People with much darker skin than Ruppert was accustomed to seeing crowded the café, the sort of people men at his church would refer to as having “suspicious blood.” They clustered together around shared screens, drinking and smoking, pausing to glare at Ruppert as he passed. He’d tried to dress down for the occasion, but the designer jeans and the blue Oxford shirt, however rumpled and untucked, might as well have been a royal silk robe in a place where many dressed in scraps of mismatched cloth crudely stitched together.
He sat down in his rented video booth, which had flimsy blinder walls on either side of the screen but nothing behind him—any of the customers wandering by could see what he was doing.

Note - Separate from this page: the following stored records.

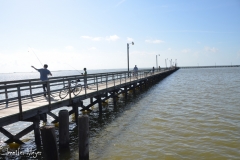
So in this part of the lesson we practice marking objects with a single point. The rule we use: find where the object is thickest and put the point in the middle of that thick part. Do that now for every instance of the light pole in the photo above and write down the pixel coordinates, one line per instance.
(157, 61)
(128, 54)
(166, 63)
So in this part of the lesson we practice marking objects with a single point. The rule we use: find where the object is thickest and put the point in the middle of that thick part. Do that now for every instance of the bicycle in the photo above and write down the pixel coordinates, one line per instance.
(76, 89)
(135, 74)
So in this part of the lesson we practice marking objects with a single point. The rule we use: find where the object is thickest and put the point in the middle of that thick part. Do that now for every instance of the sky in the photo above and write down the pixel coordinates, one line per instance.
(73, 34)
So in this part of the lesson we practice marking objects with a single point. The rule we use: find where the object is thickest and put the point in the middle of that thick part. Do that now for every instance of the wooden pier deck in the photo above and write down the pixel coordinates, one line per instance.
(214, 66)
(24, 101)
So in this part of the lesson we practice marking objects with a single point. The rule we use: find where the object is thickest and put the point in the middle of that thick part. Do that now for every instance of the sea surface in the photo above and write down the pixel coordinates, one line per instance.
(191, 114)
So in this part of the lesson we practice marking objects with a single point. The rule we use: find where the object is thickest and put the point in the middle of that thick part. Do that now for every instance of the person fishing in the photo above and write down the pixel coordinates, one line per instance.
(135, 71)
(44, 72)
(85, 77)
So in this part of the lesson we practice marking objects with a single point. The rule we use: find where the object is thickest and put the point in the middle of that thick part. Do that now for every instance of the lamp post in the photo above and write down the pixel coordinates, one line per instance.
(157, 61)
(128, 54)
(166, 63)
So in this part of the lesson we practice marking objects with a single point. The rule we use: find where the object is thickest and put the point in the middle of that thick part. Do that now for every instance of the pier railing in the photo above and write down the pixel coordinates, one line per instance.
(20, 92)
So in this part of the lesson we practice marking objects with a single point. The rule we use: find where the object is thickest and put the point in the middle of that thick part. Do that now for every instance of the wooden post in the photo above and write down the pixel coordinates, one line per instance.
(134, 88)
(63, 128)
(75, 109)
(99, 105)
(91, 100)
(125, 90)
(49, 143)
(83, 134)
(30, 88)
(36, 129)
(114, 99)
(6, 95)
(20, 103)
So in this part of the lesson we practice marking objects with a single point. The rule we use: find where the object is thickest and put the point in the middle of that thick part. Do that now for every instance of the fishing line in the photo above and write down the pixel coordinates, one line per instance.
(36, 56)
(72, 67)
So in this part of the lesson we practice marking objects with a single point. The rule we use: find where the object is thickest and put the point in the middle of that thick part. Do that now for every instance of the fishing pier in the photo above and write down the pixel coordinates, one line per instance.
(23, 100)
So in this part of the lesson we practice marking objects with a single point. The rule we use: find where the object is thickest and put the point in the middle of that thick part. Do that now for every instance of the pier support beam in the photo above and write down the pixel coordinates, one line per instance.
(125, 91)
(75, 109)
(99, 104)
(63, 128)
(36, 129)
(114, 99)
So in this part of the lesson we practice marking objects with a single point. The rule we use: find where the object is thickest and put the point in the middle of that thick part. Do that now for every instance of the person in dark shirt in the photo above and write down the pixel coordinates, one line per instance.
(85, 77)
(44, 72)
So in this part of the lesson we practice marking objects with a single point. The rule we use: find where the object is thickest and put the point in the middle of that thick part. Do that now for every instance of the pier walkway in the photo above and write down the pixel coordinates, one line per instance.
(23, 100)
(216, 66)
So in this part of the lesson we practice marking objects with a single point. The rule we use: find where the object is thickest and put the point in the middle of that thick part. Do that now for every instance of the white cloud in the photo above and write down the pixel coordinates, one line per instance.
(209, 49)
(108, 38)
(69, 47)
(112, 38)
(86, 37)
(186, 50)
(92, 48)
(129, 39)
(154, 41)
(120, 2)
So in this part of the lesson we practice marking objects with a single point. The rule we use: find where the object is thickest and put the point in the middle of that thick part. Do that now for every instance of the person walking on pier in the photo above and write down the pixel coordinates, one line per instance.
(85, 77)
(44, 72)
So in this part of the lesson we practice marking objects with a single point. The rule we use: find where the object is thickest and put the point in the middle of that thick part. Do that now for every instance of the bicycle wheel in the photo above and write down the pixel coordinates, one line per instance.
(63, 93)
(77, 89)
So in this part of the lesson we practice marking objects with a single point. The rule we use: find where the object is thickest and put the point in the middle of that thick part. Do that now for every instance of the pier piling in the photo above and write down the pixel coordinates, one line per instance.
(63, 129)
(49, 143)
(83, 134)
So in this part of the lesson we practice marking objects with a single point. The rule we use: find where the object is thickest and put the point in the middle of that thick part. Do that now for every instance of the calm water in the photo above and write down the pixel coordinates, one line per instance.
(191, 114)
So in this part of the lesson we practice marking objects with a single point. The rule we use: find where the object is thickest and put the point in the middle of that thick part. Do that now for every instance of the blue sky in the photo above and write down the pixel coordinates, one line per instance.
(73, 34)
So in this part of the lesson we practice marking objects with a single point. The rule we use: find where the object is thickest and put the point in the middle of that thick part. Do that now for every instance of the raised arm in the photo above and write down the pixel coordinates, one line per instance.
(34, 67)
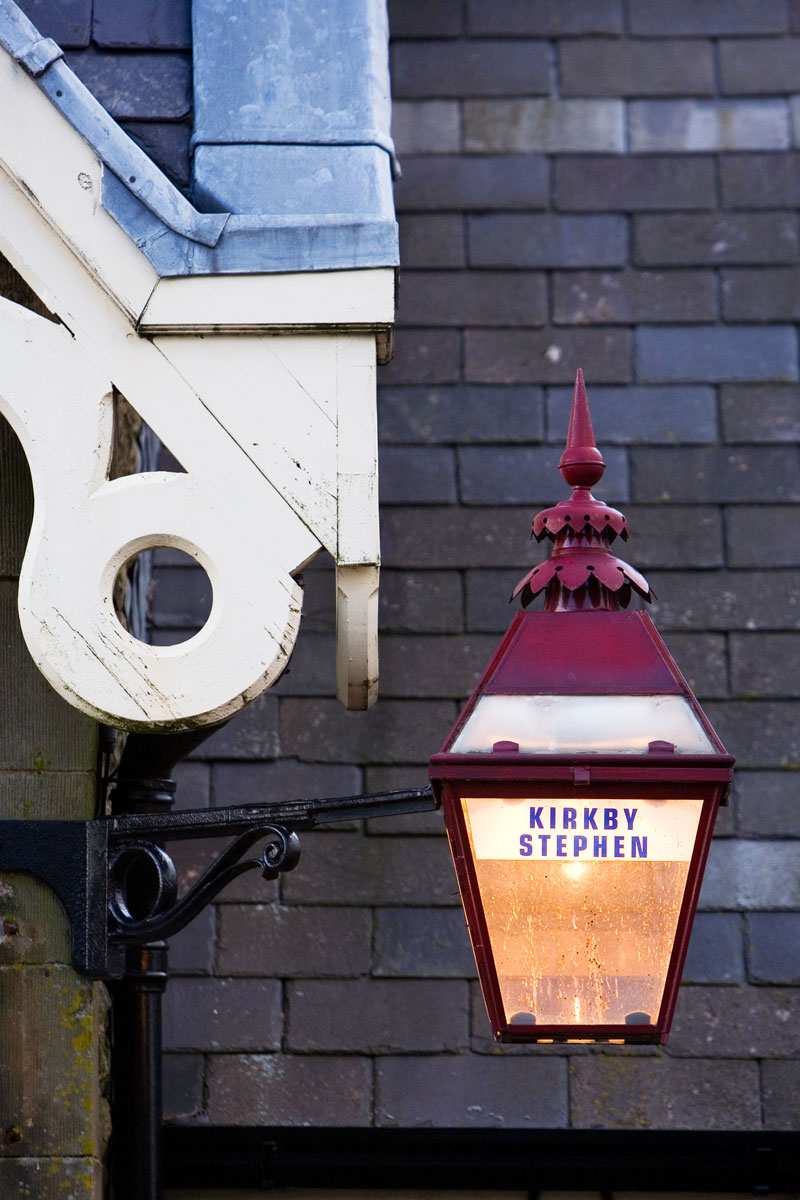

Ruppert used a coffee napkin to wipe some of the unidentifiable crust off his screen, which was only twelve inches high and jammed with corporate logos jockeying for his attention, seeking to lure him onto their retail sites.
“Manual dialer,” he said. A classic QWERTY keyboard appeared as a two-dimensional projection on the narrow shelf in front of the screen, while a blank window opened on the screen itself. Ruppert removed the plastic card from his wallet and typed out the long string of numbers and letters. He took a breath. All of this—the shoddy café, the manual dialing—was a sham, intended to prevent Terror from monitoring a call that he was fairly certain they were waiting to monitor. The sham was aimed at Sully’s “close friend” who would answer the call. Ruppert was already lying to that person before ever speaking to him.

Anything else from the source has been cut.